马夫突然勒马的动作,让车帘掀开的瞬间,苏惊盏看见大悲寺的山门在火光中摇晃。禅房的方向飘来的檀香里,混着苦杏仁的气味,与太后药膳里的毒药完全相同。而从火场里冲出的小沙弥,手中攥着的半张僧袍,布纹与宫女尸体上的麻纸完全吻合 —— 住持已死,死前留下的兵符线索,藏在那片燃烧的布料里。
“大小姐快走!” 青禾的旧部突然从暗处冲出,腰间的铜鱼符与当年贡院幸存士子的信物完全相同。他们挡在黑衣人面前的背影,让苏惊盏想起狼居胥石碑的剪影。而她从燃烧的禅房里抢出的,不仅有那片僧袍,还有块沾血的玉印,印文 “护国寺” 三个字的笔画,与前朝三位倒台官员的官印完全相同。
远处传来禁军的甲胄声,赵珩的声音在火光中格外刺耳:“抓住纵火的逆党!” 他身后跟着的刑部尚书,手中拿着的卷宗封面,印着的莲花纹与苏令微宫装的凤鸟完全相同。苏惊盏突然看清那些黑衣人的脸,其中几个耳后的莲花纹身,与太液池浮尸的标记严丝合缝 —— 这是场自导自演的戏,目的是将后位之争的水搅得更浑。
她将玉印塞进僧袍的动作,与母亲藏兵符时的决绝重叠。布料燃烧的卷曲轨迹,与户部银库的地图完全相同。而从火场深处传来的钟声,节奏与开启皇室秘库的密码完全相同 —— 住持在死前敲响了警钟,这钟声不仅是示警,更是在召唤某个藏在寺庙的秘密力量,而这力量,必然与被牵连的前朝官员有着千丝万缕的联系。
苏惊盏策马冲出火海的刹那,看见大悲寺的匾额在火光中崩裂,“大悲” 二字坠落的弧度,与李尚书奏折上的 “立后” 二字完全重合。

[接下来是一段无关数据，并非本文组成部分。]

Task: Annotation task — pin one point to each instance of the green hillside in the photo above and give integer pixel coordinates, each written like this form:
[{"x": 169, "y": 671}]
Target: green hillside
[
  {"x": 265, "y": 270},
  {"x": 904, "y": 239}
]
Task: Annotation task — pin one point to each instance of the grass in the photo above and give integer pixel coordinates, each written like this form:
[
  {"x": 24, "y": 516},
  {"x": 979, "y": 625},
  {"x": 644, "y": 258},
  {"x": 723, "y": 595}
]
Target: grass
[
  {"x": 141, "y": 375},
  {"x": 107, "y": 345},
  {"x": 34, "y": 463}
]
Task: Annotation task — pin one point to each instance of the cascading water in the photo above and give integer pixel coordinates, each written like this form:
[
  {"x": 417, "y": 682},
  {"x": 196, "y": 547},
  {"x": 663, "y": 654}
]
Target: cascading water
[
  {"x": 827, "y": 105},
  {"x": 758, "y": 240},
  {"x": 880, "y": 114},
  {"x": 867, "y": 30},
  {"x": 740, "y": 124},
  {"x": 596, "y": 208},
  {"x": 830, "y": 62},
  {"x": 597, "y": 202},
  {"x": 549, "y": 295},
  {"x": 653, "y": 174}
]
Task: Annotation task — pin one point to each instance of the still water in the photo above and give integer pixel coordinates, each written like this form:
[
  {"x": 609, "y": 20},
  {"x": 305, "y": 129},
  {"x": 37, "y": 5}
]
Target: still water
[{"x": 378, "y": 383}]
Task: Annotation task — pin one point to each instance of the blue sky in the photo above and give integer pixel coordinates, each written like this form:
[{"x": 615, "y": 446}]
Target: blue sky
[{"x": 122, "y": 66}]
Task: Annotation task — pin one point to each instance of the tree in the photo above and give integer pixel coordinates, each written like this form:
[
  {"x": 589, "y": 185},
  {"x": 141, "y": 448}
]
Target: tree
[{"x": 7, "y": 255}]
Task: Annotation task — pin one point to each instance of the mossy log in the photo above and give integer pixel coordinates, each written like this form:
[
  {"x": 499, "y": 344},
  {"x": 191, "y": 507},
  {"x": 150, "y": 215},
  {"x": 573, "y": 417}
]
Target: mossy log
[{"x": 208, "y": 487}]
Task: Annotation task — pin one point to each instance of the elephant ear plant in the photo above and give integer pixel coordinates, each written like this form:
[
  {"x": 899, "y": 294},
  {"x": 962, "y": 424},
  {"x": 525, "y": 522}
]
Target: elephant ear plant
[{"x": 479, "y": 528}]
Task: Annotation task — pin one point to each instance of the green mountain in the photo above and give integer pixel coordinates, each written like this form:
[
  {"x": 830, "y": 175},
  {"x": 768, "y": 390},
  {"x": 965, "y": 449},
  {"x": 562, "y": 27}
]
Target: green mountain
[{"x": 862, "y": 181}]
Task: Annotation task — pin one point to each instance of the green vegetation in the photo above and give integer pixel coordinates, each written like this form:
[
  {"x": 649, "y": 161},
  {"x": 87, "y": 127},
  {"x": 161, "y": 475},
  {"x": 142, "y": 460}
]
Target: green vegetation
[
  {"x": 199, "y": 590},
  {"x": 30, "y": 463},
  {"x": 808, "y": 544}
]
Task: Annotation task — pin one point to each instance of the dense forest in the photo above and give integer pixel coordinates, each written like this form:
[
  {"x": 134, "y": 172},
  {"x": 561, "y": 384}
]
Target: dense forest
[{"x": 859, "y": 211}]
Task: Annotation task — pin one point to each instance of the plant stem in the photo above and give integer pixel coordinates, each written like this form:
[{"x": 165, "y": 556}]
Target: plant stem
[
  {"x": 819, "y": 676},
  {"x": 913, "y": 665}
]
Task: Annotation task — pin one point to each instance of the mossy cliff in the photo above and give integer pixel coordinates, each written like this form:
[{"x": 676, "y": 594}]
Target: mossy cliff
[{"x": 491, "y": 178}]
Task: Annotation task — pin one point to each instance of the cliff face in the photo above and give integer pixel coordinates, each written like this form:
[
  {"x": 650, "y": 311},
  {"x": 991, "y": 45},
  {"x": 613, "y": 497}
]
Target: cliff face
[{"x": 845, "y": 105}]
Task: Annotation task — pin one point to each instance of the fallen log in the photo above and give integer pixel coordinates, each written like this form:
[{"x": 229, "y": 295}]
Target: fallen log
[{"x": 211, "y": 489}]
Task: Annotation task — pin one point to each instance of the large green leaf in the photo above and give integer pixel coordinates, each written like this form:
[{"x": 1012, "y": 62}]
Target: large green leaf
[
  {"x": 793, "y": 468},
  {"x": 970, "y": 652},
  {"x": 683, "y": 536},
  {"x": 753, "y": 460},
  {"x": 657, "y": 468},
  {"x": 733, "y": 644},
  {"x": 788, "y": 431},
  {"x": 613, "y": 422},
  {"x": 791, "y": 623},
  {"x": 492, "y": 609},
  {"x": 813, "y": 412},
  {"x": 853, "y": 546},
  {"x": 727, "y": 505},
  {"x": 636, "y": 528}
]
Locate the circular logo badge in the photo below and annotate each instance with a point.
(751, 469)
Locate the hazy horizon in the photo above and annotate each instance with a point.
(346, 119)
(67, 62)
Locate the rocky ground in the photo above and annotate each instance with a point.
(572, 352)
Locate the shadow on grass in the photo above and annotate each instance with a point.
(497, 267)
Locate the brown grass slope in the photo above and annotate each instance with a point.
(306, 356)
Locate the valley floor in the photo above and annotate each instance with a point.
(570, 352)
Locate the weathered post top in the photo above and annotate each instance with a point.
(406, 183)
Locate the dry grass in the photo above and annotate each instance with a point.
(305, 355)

她怀中的兵符突然发烫,仿佛要烙进皮肉里 —— 这感觉与萧彻旧伤发作时的灼热完全相同,而此刻从京城方向传来的加急马蹄声,正朝着火场疾驰而来,马背上插着的红旗,与太子东宫的銮旗分毫不差。
她突然想起苏令微宫装的十二只凤鸟,想起被牵连的十二部官员,想起兵符上那道将合未合的裂痕 —— 后位之争从来不是女人的游戏,而是前朝势力重新洗牌的棋盘,每个棋子的坠落,都在为兵符归位铺路。而那枚从火场抢出的玉印,边缘的缺口恰好能咬合皇帝龙袍上的玉佩,这或许就是打开皇室秘库的最后一把钥匙。
夜风卷着火星掠过耳畔,苏惊盏突然勒住马缰。前方岔路口,一边通往皇宫,一边通往天牢 —— 萧彻还在那里等着她的消息。而她从僧袍灰烬里捻出的,除了玉印的碎片,还有半张写着 “苏” 字的纸条,笔迹与父亲密信上的胁迫暗号完全相同。看来,父亲也被卷入了这场后位之争,且处境危险。